Is Growth Hormone a Fitness Pill for Elderly?
Capromorelin - an investigational drug that stimulates cells to secrete growth hormone - may offer a source of physical improvement among elderly people, according to new research.
In a recent trial, capromorelin improved physical function by 10% in men and women aged 65 or older, after 12 months of treatment, said George Merriam, MD, of the University of Washington in Seattle, and colleagues.
According to Dr Merriam and colleagues, study participants who took capromorelin for six months showed a significant improvement in tandem-walking (walking one foot in front of the other), and after 12 months, they had significantly improved in stair-walking (a standard test of physical function and one of several measures used to evaluate the ability to live independently.
"These improvements were small, but real, not just statistical flukes," Dr Merriam reportedly said. She added that participants on active treatment also reported feeling "more vim and vigor when taking the drug.
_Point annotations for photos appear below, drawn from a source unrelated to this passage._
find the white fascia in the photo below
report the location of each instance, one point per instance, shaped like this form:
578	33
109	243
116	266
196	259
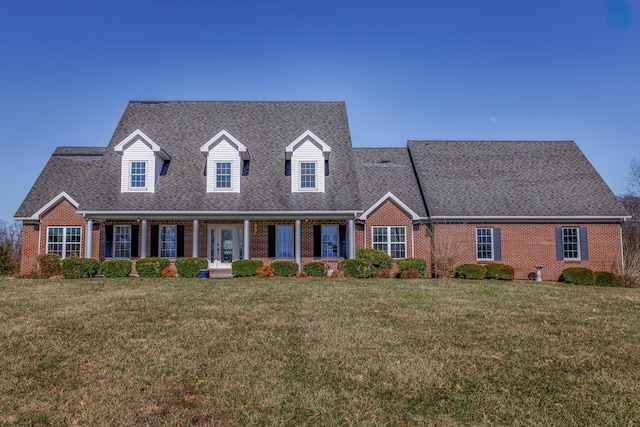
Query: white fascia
139	135
389	195
308	135
222	135
62	195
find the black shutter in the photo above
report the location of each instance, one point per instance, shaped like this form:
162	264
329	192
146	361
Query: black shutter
497	244
271	243
155	238
342	237
559	244
108	241
180	241
317	241
135	229
584	244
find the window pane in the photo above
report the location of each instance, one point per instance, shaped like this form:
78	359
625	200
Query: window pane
138	174
284	241
329	241
168	241
223	175
307	175
484	243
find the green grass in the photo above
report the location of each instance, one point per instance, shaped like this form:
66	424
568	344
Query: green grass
290	352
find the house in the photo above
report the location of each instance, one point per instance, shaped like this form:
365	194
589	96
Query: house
281	180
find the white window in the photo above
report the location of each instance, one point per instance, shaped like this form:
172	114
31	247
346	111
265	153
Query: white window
168	241
570	243
392	240
64	241
223	175
122	241
484	243
138	174
307	175
284	241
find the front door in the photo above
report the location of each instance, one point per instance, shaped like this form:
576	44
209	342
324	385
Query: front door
222	248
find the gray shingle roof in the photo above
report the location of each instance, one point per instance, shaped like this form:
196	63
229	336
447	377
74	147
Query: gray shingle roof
383	170
510	178
181	128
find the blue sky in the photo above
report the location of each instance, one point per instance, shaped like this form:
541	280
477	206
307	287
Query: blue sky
446	69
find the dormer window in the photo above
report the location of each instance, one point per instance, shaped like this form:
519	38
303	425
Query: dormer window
227	160
307	162
143	161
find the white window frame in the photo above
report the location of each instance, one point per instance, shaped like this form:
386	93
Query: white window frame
388	241
485	244
67	247
121	248
571	243
168	248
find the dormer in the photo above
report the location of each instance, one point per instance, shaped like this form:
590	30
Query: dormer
307	160
143	161
227	159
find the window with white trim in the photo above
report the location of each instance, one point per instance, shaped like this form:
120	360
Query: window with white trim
223	175
570	243
122	241
392	240
168	241
138	174
307	175
64	241
284	241
484	243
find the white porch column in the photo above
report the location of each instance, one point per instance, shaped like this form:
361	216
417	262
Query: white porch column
88	239
195	238
298	243
351	239
245	240
143	238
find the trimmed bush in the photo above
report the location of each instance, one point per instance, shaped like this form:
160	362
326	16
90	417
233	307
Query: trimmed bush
79	268
116	268
471	271
417	264
357	268
499	271
190	267
48	264
151	267
245	267
605	278
316	269
579	276
285	268
375	257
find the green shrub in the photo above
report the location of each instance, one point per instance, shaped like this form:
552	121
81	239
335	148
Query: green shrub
48	264
417	264
471	271
377	258
246	267
285	268
500	271
190	267
605	278
316	269
579	276
116	268
151	267
358	268
79	268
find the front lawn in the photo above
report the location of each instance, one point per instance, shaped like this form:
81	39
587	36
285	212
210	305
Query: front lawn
169	352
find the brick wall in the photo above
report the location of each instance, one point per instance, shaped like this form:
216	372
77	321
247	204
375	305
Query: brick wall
526	245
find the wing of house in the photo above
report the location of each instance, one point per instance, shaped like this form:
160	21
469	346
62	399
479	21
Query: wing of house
280	180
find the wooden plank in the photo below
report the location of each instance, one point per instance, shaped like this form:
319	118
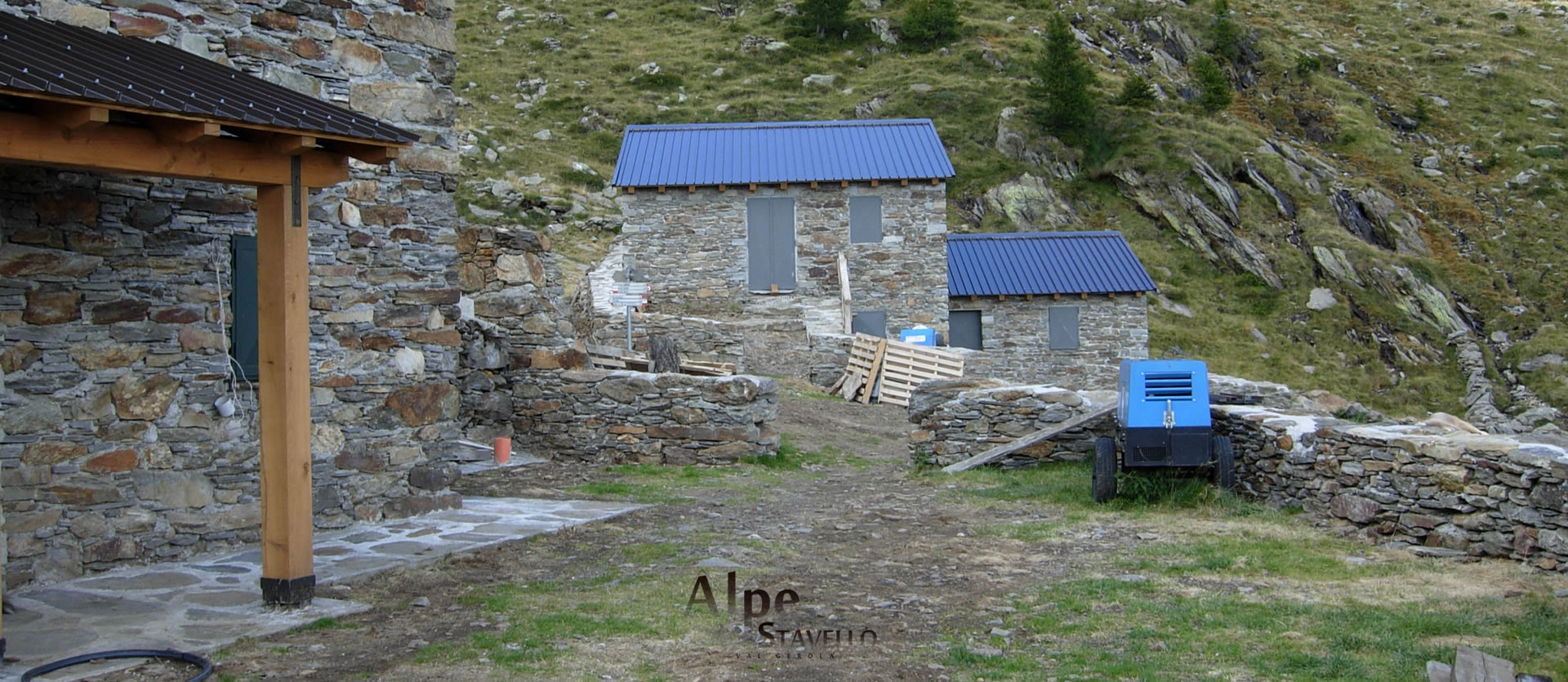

They regretted stopping the drug at the end of the study."
However, despite the promising results, Dr Merriam notes that they are "preliminary and really more a proof of concept that could perhaps-with a larger study over a longer period-translate into a meaningful clinical benefit."
This "clinical benefit" would translate not into longer survival, but into a more extended period of fitness during aging, permitting people to live independently for longer.
The study by Dr Merriam and colleagues included 395 men and women (aged 65-84 years), who were living independently but with mild functional impairment, such as reduced walking-speed or reduced grip-strength.
Participants were randomized to receive capromorelin in four dosing-groups, or placebo, for up to 12 months.
Among a predetermined portion of participants in both the treatment and the placebo groups, researchers serially measured growth hormone and insulin-like growth factor I (IGF-I) from 8 PM- 8 AM at baseline and at two months.
All active doses of capromorelin "prompted acute growth hormone peak and an increase in overnight growth hormone secretion." The highest peak occurred in participants receiving 10mg three times weekly and the lowest in participants who received 10mg twice daily.
A direct relationship was observed between dose and IGF-I levels, with the highest IGF-I level observed among participants taking 10mg twice daily and the lowest level observed in the placebo group.
"All doses of growth hormone secretagogue were associated with an increase in lean body mass," Dr Merriam reportedly said. One average, the increase was 1.4 kg (approximately 3.3 pounds).
Growth Hormone Secretagogues
Growth hormone production slows to almost nil in elderly people. The lack of growth hormone is believed to contribute to lean muscle-mass loss, which in turn reduces muscle function, according to Dr Merriman.
Studies using growth hormone injections to slow or reverse the aging process have shown that, while such injections may increase growth hormone levels and improve lean muscle mass, their ability to improve function was unclear.
Dr Merriman and other researchers believe that administration of growth hormone "secretagogues" - i.e., supplements of naturally occurring substances in the body that cause growth hormone secretion - offers a more natural approach to raising growth hormone levels, as the secretagogues increase production of growth hormone in "brief pulses which better mimic the body's own production of growth hormone."
Two groups of secretagogues are available: growth hormone releasing hormone GnRH, which requires injection; and ghrelin-mimetics, usually orally administered compounds that are similar to ghrelin, a hormone that also stimulates production of IGF-I.
The study by Dr Merriam and colleagues was supported by Pfizer, which is developing capromorelin. Dr Merriam reported that Merck has a similar compound in development.
Dr Merriam added that, because aging is not considered a "disease or medical condition that requires treatment," the US Food and Drug Administration is setting very high standards to approval of any so-called anti-aging drugs. Although encouraging, he said that the data from this study would not meet such standards.